O governo federal norte-americano não administra nenhuma escola ou rede de ensino, incumbência dos Estados. Cada Estado tem um departamento de educação, responsável por distritos educacionais ao longo do país, ou agrupamentos de escolas, geralmente localizados em condados ou cidades. No caso do Estado da Geórgia, por exemplo, o Departamento de Educação local cuida de aproximadamente 200 distritos educacionais, a maioria deles em condados e alguns localizados em cidades, como é o caso de Atlanta. Na área metropolitana de Atlanta, há sete distritos educacionais, entre eles a Atlanta Public Schools (APS), responsável pelas mudanças em Carver. A APS administra 96 escolas regulares, três alternativas (onde estudam os alunos com problemas de aprendizagem e disciplina) e oito escolas "de privilégio", liberadas de alguns dos regulamentos que se aplicam a outras escolas públicas, em troca do compromisso de produzir resultados específicos.



Realidade local

Além das novas escolas de Carver, a APS reformulou também a Escola do Sul de Atlanta e a Escola Daniel McClaughin Therrell, ambas divididas em quatro outras escolas de menor porte.

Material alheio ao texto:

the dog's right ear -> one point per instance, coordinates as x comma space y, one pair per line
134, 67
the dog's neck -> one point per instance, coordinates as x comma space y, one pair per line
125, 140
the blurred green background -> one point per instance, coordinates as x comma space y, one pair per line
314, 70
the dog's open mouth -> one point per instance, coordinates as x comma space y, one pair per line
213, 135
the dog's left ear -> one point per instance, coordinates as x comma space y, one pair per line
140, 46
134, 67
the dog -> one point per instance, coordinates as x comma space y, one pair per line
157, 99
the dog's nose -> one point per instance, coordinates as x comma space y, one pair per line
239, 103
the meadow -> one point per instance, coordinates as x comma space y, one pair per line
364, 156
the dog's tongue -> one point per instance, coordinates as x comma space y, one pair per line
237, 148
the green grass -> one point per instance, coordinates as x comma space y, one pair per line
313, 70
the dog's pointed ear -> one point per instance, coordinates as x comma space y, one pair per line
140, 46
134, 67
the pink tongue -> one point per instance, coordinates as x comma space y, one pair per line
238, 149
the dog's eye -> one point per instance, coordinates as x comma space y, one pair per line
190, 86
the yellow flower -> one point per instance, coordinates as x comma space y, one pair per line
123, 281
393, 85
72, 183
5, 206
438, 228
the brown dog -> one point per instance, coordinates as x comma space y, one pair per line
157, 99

O próximo colégio a ser transformado, no ano escolar 2008-2009, será a Escola de South Side, mas haverá uma diferença: em vez de pequenas escolas, com diretores independentes, South Side será reduzida a pequenas comunidades de aprendizagem. "Na prática, haverá apenas um diretor, que cuidará do orçamento, por exemplo, e trabalhará com os chamados líderes acadêmicos, responsáveis por cada comunidade", explica Charlotte Spann. A decisão por esse modelo foi tomada com base na realidade da escola, que há aproximadamente três anos já trabalha com as comunidades. "A diretora é forte na escola, já demitiu 71% dos professores e contratou novos. Ela recomendou que optássemos pela manutenção do modelo, o que foi considerado e aprovado. Ela já estava no caminho certo, e não gostaríamos de atrapalhar", pondera.